Por: Pascual Gaviria Uribe.
Han ido llegando por necesidad. Acompañados de rabia y desespero, atraídos por un pequeño imán que promete un contacto, un escampadero temporal, una farmacia con todas las letras. Brillan en una ciudad hospitalaria a su manera, recelosa muchas veces, ensimismada casi siempre en su acento, sus gustos, sus miedos. Llegan buscando las periferias, trepando a las laderas donde el tesoro de unos dólares encaletados rinde un poco más en las tiendas.
La primera noticia de esa pequeña migración llegó por la llamada de una amiga periodista que conocí hace unos años en un viaje y ahora intentaba traer a sus padres hasta el apartamento que compró con su hermano en las lomas de Robledo. En pocos años Medellín había pasado de ser destino turístico a destino a secas.
Pero la verdadera magnitud de esa marcha la viví el sábado anterior en medio de una caminada desprevenida por la ciudad. En el parque de El Poblado estaban unos doscientos venezolanos, muchos con la camisa vinotinto de la selección y una gran bandera en el suelo del escenario improvisado. Una protesta de lejos es sobre todo una oportunidad para la solidaridad y el desahogo personal. Dos megáfonos intermitentes y un cuatro formaban todo el aparataje de la manifestación que servía sobre todo para llenar planillas y recuerdos.

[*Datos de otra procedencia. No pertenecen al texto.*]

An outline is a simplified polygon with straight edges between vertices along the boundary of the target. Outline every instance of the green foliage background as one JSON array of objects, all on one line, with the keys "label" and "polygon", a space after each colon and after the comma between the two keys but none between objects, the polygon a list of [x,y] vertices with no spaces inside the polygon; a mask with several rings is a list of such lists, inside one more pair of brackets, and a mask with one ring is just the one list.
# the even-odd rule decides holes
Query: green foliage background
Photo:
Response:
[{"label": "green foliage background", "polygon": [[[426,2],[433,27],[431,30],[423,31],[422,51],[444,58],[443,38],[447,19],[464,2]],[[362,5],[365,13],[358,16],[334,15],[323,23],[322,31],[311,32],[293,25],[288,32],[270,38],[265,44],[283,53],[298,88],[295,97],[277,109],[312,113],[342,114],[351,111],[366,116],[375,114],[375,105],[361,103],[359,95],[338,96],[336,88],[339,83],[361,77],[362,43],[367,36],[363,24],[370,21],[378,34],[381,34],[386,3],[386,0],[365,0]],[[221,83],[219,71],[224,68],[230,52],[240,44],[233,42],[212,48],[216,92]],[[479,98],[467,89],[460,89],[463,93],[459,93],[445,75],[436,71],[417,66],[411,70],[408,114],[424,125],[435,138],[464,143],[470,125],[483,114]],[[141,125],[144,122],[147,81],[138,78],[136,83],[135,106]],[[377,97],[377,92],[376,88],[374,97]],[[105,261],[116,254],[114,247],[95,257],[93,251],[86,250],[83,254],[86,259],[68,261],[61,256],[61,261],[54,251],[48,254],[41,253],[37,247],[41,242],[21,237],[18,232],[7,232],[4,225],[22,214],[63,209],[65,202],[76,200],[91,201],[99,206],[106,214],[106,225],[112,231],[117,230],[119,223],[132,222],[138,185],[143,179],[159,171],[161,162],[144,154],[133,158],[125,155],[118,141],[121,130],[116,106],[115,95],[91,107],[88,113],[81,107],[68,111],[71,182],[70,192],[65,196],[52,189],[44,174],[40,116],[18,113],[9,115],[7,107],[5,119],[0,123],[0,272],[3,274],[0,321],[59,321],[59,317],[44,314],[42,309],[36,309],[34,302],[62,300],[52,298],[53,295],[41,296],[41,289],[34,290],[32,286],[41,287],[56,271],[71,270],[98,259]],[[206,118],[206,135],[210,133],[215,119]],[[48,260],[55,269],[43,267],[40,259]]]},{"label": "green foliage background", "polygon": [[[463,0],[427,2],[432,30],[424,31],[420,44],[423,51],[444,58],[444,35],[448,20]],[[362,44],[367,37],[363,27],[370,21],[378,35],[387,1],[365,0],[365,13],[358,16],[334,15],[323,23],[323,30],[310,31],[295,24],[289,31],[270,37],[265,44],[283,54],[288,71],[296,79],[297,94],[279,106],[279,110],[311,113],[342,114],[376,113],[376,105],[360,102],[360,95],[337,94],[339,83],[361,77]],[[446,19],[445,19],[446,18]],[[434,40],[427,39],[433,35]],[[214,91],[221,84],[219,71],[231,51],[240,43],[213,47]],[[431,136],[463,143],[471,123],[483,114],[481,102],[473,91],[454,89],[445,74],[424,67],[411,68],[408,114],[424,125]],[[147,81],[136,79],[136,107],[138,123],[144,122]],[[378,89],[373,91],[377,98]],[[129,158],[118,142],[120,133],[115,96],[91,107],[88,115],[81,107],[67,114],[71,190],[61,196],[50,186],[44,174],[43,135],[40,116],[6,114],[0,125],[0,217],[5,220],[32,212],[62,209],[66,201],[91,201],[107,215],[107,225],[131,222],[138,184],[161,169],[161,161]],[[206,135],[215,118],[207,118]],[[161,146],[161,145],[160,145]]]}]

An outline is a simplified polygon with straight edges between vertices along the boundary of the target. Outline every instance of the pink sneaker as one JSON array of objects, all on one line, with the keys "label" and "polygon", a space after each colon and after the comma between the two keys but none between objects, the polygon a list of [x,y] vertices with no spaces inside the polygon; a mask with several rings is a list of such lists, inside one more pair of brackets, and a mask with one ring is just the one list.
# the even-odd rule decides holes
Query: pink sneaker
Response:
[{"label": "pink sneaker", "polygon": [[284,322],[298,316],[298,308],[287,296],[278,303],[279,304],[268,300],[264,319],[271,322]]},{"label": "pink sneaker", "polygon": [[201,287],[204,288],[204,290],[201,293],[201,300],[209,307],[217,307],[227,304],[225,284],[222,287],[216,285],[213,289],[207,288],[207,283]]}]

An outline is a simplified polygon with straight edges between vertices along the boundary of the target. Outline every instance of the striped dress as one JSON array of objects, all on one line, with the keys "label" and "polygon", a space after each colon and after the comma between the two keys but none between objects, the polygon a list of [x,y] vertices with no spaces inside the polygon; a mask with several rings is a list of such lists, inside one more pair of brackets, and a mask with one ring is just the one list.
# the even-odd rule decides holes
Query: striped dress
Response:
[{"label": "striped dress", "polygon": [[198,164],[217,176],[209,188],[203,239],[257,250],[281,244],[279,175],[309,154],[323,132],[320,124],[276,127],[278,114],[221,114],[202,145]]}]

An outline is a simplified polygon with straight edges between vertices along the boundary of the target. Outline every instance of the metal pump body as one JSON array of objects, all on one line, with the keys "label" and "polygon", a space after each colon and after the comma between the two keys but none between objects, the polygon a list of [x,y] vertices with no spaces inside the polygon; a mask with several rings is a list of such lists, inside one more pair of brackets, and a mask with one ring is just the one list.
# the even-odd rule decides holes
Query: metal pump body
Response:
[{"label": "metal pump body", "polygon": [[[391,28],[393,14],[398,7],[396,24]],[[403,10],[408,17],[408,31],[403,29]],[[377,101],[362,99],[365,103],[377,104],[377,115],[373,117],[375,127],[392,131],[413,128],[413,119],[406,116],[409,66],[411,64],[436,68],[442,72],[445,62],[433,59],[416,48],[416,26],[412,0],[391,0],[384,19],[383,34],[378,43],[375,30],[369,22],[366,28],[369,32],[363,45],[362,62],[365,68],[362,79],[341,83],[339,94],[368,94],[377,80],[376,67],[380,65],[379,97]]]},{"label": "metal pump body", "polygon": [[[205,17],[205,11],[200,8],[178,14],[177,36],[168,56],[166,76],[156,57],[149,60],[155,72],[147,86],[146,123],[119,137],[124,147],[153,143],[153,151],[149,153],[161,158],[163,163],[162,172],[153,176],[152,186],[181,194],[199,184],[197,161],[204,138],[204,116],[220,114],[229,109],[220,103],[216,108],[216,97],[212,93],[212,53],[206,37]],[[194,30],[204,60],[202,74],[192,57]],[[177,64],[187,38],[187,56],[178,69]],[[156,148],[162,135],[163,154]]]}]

Para el canto a capela del cumpleaños a Leopoldo López todos los presentes se pusieron de pie y los dos o tres patos que estábamos “infiltrados” en la reunión nos paramos espantados. El canto entusiasta del cumpleaños a un político genera de por sí una pequeña incomodidad, cuando ese político está a miles de kilómetros de distancia genera incredulidad y cuando ese político está en la cárcel por la sencilla decisión de otro político ya se produce un desconsuelo definitivo. La escena resultaba lánguida amenizada por los dados del parqués de los lugareños que oían sorprendidos.
Abandonamos el parque y pasando la calle estaba La casa del pan de jamón, un local que lleva cerca de un año y se ha convertido en la vitrina para que no todo sea arepa venezolana en las referencias culinarias del vecino. La caminada siguió hasta la tienda de un barrio de mecánicos y allí apareció una conversación inesperada. Cuatro hombres que mostraban haber terminado su jornada laboral hacía poco hablaban solo en números, parecía que cada uno tuviera una calculadora para preparar su frase. Comparaban sueldos y precios antiguos, alardeaban con mercados de otro tiempo, movían las tasas de cambio, contaban sus pesos actuales y se reían condescendientes de los amigos y familiares dejados atrás. Se tomaban sus cervezas con juicio y atendían a los cuentos de quién parecía ser el jefe de la manada, el más curtido en las lides paisas. Nunca hablaron de nada distinto a números y saldos añorados, odiados, presentes.
Ya en la noche, en Carlos E. Restrepo, barrio que se mueve al ritmo de las universidades cercanas, el carrito de arepas venezolanas sirvió para acompañar las cervezas de la tarde. Tenía menos de seis meses compitiendo con los perros omnipresentes, los sánduches con humos gourmet y los chuzos de estadio de La Iguaná. Todos los encuentros del día fueron casuales, anunciados por el acento, las estrellas de la bandera, los anuncios de las delicias culinarias.
En todas las caras, en el tono de la voz, en el semblante, se advierte algo de angustia y alivio, un aire de incertidumbre que se cierne sobre los recién llegados que aún no saben si se quedan o se vuelven.